A new life across the globe
The Carraghers sprang to action, and within months, the family had established a scholarship fund, named in memory of the infant daughter they lost in 2003, Zoe Margaret. This enabled them to get Muhorakeye a passport and student visa to study in the United States, and she’s lived here since July 2014.
She recalls feeling frightened and uncertain, but she was immediately embraced as a member of the Carragher family. They sent her to Saint Mary of the Assumption School in Brookline, followed by the Braintree High School Launch Program for special education students between the ages of 18 and 22.
“They are my family,” she says.
They encouraged her to keep learning and helped her enroll in 2020 in Lesley’s postsecondary Threshold Program for young adults with diverse learning and developmental differences.
Life at Lesley
When she arrived at Threshold, Muhorakeye was nervous about living away from the Carraghers and making friends.
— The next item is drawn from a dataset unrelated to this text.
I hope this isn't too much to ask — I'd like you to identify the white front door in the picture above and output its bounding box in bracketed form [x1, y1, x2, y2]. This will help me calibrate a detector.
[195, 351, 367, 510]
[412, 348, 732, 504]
“Redempta began our program as a timid young woman often questioning her abilities,” recalls Threshold Director of Alumni and Employment Services Krista DiGregorio. “She became much more self-confident over the past two years and sought out new experiences and further knowledge.”
Muhorakeye adapted to living in a hotel (when dorms were closed due to Covid) and eating in restaurants. She knows how to do her own laundry and shopping, and she’s learned about everything from budgeting to computer and internet literacy.
“I never used a computer before university,” she says. “The Threshold Program means so much to me. They’re really helpful for me every day. It makes me happy. I get everything I need from this program. And I found friends right away.”
She has an internship three days a week at a Sacred Heart School in Weymouth and hopes to work with children.
“They are so cute. I love it. They make me happy. We play together. It’s beautiful and I would love to be a teacher,” says Muhorakeye, whose favorite pastime is going into Harvard Square with her friends from Threshold.
She’ll stay at Threshold for the Transition Year program next year and she hopes to learn more and prepare for independent living.
“It’s hard, but I’m learning,” she says.
It’s been challenging to live far from Rwanda. Her mother passed away in 2017, which has made it that much harder to be apart from her father and her seven brothers and sisters.
“My mom is the one who did everything. I want to keep my family as my mom used to,” she says. “After I’m done at university, I want to help my family. I want to get a job and make money and build a house for them.”
She wants to return home after college, but her medical care is complex.
“Without medicine, I can’t live. I would say it’s more important than food.”
For the time being, she is grateful for her life in Massachusetts and for the skills and bonds she’s developed through Threshold.
“We’re so happy to have Redempta join our wonderful Threshold alumni community,” says DiGregorio. “She is kind and inclusive of all her classmates. She has a wonderful sense of humor and brightens up a room with her smile.”